Based on the content of the foregoing embodiment, in this embodiment, the inputting the real-time state information and the device parameters of each energy router in the energy internet and the newly added load into the deep reinforcement learning model to obtain an optimal power supply energy router and energy routing path includes:
inputting the real-time state information and equipment parameters of each energy router in the energy Internet and the newly added load into the deep reinforcement learning model, and performing feature extraction on the input by a graph convolution neural network to obtain features F of each nodej,j=1,...N;
F of all nodes by reinforcement learning Q networkjFor input, an evaluation value Q with each node as a supply node is obtainedjAnd selecting the node with the largest evaluation value as the energy supply node nsource;
The operator network will FjAnd nsourceThe input is the route a of the next energy transfer, and the output is the route a of the next energy transfer;
critic network will FjAnd nsourceFor input, an evaluation v(s) of the current energy internet status is given.
In this embodiment, it should be noted that the deep reinforcement learning model takes real-time status information of each energy router of the energy internet, device parameters, and a newly added load of a certain node as input. First, the neural network G (theta) is mappedG) Carrying out feature extraction on the input to obtain the feature F of each nodejJ is 1. Then reinforcement learns the Q network Q (theta)Q) With F of all nodesjFor input, an evaluation value Q with each node as a power supply node is obtainedjThe node with the largest evaluation value is selected as the power supply node nsource. actor network pi (· | s;. theta)a) With Fj and nsourceFor input, the action output is the route a for the next energy transfer. criticc network V (s; θ c) by FjAnd nsourceFor input, an evaluation v(s) of the current energy internet status is given.

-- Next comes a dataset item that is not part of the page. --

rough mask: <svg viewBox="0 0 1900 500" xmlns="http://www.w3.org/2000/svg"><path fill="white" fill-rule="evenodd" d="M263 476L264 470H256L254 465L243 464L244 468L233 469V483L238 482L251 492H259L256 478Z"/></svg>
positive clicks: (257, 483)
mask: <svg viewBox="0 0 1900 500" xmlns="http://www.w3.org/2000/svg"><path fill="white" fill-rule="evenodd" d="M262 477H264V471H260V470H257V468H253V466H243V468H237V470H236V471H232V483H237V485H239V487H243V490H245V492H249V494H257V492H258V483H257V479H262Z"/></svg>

Based on the content of the foregoing embodiment, in this embodiment, the forward propagation and backward propagation processes of the deep reinforcement learning model composed of the graph convolution neural network, the reinforcement learning Q network, the actor network, and the critic network include:
historical data s (t) of M time nodes according to initial state data seti) Each state sample initial value s in M, at random energy router node nloadIncreasing the load Δ P and performing the following steps:
respectively sending the comprehensive information of the N energy routers into N nodes of the graph convolution neural network for feature extraction to obtain features F of the N energy routersj,j=1,...N;
F is to bejN, and obtaining a Q value Q of each energy router node by using a Q networkjN, and a true Q value Q 'is calculated from the evaluation Q function of each power supply node'jN, according to a mean square error loss function: epsilon (theta)Q)=∑(Qj-Q′j)2Updating Q network parameter thetaQAnd neural network parametersNumber thetaG;
Selecting the node with the maximum Q value as a power supply node nsourceThen, the following steps are repeated to train the operator network and the critic network:
f is to bejN and a selected supply node NsourceUsing the operator network pi (· | s; theta) as inputa) Determining action a, and calculating the R value R(s) of the action by a reward R function;
performing action a, transferring energy to the next energy router node nsource', obtaining the energy internet state s ' at the next moment, and sending s ' into the graph convolution neural network to obtain Fj′,j=1,...N;
F is to bejN and F, j ═ 1jN is substituted into the criticc network to calculate estimates V(s) and V (s') of the cost function, and TD error δ is calculated:
δ=R(s)+γV(s)-V(s′);
updating the operator network parameter and the graph neural network parameter theta according to the TD error deltaG:
According to the mean square error loss function: epsilon (theta)c)=(R(s)+γV(s)-V(s′))2Updating critic network parameter thetacAnd the neural network parameter θG:
N is to besource' as a new supply node nsource,Fj' is a novel FjStarting the next cycle until nsourceIs' nload;
When the preset maximum number of training rounds is reached, the training is finished, and the parameters theta of the graph convolutional neural network, the reinforcement learning Q network, the actor and the critic network are returnedG、θQ、θaAnd thetac。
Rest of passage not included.